The visual — where the deny happens

   model proposes a tool call                         the kernel adjudicates              effect
   (untrusted, ring-3)                                 (BEFORE dispatch)                   (only if ALLOWED)
 ┌──────────────────────────┐      tool_use      ┌──────────────────────────────┐
 │  "run: rm -rf /tmp/x"     │ ─────────────────▶ │  Deny[tool]?            ──┐    │
 │  "run: ls -la"            │                    │  self-modify glob?       │    │
 │  "Edit .git/config"       │                    │  arg-value predicate?    ├──▶ │  ALLOW ─▶ run the tool
 └──────────────────────────┘                    │  allow-list / prefix?    │    │  DENY  ─▶ refused, with a
            ▲                                     │  else DEFAULT_DENY     ──┘    │            closed-vocab reason
            │  refusal + reason (POLICY_BLOCK / SELF_MODIFY / DEFAULT_DENY)       │            (never reaches shell)
            └─────────────────────────────────────────────────────────────────┘

The deny is structural, not a model judgement: an injection that talks the model into proposing rm -rf changes nothing — the call is refused at the boundary. The refused call never reaches the shell, the filesystem, or the network.

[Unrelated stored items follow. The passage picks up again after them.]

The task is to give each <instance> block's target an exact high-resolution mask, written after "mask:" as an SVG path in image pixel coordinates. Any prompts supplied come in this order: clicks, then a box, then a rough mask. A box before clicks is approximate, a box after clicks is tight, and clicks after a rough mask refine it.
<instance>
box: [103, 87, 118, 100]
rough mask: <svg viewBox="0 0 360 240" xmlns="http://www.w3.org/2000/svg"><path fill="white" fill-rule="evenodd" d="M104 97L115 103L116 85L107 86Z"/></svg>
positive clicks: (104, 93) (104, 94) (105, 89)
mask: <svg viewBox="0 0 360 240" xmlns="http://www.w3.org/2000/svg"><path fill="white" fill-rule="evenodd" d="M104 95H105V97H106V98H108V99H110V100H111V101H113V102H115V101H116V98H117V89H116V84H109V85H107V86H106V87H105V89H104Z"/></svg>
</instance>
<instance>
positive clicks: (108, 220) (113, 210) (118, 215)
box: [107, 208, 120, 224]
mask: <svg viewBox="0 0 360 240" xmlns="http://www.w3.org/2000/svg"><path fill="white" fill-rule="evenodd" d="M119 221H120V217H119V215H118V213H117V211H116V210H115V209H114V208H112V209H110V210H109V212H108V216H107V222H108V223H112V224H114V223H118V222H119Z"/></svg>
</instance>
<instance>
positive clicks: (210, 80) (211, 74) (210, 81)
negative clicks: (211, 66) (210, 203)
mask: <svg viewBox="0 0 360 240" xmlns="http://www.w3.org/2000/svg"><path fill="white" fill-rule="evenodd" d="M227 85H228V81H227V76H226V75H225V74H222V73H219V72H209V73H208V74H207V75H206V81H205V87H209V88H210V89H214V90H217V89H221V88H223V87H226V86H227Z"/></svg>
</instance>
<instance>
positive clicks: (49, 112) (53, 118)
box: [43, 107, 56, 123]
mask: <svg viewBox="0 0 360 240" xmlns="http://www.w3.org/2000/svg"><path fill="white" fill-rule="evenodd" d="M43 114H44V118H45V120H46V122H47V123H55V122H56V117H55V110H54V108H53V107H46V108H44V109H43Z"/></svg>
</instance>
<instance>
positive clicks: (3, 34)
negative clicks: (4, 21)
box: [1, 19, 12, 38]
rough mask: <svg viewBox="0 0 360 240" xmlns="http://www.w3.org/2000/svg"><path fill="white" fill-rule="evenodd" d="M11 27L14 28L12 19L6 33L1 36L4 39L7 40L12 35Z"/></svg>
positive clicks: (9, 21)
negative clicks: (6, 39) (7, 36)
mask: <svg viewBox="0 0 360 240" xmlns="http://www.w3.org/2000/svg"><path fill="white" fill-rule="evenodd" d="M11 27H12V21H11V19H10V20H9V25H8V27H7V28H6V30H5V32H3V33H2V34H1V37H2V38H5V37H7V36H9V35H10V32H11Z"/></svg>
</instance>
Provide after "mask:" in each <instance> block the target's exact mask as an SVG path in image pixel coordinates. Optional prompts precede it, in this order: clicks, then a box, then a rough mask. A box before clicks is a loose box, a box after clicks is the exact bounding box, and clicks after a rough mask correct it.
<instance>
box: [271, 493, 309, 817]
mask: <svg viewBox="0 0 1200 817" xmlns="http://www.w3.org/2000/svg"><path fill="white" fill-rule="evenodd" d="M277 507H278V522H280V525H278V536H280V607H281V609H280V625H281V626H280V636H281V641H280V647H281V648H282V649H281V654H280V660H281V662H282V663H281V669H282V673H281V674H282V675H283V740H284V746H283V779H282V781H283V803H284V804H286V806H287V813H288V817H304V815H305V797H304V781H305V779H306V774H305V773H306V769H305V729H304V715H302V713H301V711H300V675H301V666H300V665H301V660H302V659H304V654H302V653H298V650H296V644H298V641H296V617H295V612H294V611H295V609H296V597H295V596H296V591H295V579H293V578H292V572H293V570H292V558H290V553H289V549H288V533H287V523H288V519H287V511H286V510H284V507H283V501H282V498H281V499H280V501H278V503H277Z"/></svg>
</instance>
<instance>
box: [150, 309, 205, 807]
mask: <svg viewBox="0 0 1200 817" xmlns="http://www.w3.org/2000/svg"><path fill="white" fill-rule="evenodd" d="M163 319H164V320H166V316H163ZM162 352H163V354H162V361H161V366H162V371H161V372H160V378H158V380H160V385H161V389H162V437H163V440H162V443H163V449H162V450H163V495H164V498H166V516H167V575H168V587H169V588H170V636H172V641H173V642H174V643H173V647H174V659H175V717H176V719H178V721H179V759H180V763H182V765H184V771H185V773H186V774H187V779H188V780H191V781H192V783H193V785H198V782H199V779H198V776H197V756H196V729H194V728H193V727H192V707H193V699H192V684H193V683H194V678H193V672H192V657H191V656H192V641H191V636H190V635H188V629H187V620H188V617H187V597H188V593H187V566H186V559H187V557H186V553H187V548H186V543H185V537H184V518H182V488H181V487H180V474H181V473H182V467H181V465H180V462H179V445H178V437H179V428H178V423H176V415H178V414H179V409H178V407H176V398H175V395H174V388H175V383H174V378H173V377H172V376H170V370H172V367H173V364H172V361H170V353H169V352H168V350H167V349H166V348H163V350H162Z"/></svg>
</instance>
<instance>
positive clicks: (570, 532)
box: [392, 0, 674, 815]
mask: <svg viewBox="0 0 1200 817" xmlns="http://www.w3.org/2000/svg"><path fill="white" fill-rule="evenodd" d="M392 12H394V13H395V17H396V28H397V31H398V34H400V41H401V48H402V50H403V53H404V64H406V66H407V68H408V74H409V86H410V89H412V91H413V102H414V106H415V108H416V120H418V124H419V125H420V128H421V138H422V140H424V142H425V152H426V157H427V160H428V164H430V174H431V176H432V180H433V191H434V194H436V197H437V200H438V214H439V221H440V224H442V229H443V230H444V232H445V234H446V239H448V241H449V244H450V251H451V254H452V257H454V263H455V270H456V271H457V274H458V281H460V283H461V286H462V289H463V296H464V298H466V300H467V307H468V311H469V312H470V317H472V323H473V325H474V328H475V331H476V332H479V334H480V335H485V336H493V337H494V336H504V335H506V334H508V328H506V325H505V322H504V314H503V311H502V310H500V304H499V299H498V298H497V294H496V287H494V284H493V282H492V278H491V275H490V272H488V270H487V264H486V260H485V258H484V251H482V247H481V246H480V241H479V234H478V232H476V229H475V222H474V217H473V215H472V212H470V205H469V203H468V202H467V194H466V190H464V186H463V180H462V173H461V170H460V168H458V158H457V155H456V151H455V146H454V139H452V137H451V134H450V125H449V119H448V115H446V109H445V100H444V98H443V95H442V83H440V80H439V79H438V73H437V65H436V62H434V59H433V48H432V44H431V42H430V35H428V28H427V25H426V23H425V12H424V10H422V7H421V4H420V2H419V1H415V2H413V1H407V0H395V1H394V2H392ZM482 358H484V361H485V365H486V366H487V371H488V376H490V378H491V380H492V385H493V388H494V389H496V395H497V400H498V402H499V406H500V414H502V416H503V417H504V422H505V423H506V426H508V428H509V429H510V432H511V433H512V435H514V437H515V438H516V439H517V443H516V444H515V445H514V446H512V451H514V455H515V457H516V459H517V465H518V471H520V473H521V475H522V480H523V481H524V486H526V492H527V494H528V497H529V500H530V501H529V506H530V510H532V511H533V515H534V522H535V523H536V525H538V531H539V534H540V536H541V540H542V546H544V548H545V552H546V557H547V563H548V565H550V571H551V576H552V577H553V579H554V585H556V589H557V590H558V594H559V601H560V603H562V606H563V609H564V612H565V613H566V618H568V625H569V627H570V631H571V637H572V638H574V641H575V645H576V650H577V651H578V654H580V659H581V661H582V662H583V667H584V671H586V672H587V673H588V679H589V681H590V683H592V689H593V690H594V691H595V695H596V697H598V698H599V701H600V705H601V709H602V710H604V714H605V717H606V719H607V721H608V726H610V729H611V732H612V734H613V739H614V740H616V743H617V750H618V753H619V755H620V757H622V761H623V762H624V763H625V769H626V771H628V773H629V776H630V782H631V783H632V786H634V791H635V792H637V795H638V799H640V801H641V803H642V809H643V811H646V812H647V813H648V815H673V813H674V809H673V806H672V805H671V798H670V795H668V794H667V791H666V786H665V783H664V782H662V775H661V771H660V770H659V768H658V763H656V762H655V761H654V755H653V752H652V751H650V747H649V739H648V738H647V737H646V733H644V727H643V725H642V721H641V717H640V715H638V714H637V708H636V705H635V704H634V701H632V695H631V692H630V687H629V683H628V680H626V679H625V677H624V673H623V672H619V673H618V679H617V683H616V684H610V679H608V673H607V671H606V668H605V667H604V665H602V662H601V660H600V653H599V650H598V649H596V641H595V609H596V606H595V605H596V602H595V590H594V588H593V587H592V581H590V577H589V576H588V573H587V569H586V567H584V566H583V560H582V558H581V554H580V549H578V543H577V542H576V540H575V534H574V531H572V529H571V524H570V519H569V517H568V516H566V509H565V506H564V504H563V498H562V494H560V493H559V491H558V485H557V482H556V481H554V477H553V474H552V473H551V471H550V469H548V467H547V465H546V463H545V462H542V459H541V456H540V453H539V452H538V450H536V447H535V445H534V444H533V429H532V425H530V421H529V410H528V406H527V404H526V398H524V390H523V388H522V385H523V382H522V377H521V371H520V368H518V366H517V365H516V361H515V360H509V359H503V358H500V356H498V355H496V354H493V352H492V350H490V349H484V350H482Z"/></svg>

The chart — what the default dogfood floor allows vs denies

Proposed call Verdict Reason Why
Bash ls -la, cat, grep, git commit ALLOW everyday dev work
Read / Edit / Write a normal file ALLOW the agent has to do its job
Bash rm -rf … / rm -f … DENY POLICY_BLOCK destructive removal — denied by argument value
Bash sudo … DENY POLICY_BLOCK privilege escalation
Bash git push … DENY POLICY_BLOCK the agent can commit, but not publish
Bash curl … \| sh DENY POLICY_BLOCK remote-code-execution pipe
Bash :(){ :\|:& };: DENY POLICY_BLOCK fork bomb
Bash dd if=… of=/dev/sd… / mkfs … DENY POLICY_BLOCK disk wipe
Edit/Write into .git/, .ssh/, internal/kernel/, VERSION DENY SELF_MODIFY can’t rewrite the kernel or secrets
any tool the floor never named DENY DEFAULT_DENY fail-closed — nothing is allowed by default

The load-bearing idea: the deny is on the argument, not just the tool name. A coarse tool like Bash is one allow-listed capability, but its command value is gated by arg_rules (RE2 deny-patterns), so the floor distinguishes ls from rm -rf without forking the kernel.

Prove any verdict without launching a session

# one call, adjudicated against the shipped floor:
fak preflight --tool Bash --args '{"command":"rm -rf /tmp/x"}' \
  --policy fak/examples/dogfood-claude-policy.json
#   => verdict=DENY reason=POLICY_BLOCK by=monitor

fak preflight --tool Bash --args '{"command":"ls -la"}' \
  --policy fak/examples/dogfood-claude-policy.json
#   => verdict=ALLOW reason=NONE by=monitor

# eyeball the entire floor (allow-list, arg rules, self-modify globs, redactions):
fak policy --check fak/examples/dogfood-claude-policy.json

The same matrix is locked as a regression test (fak/internal/adjudicator/dogfood_manifest_test.go::TestDogfoodManifestVerdictMatrix), so a manifest edit that silently widens the floor fails CI.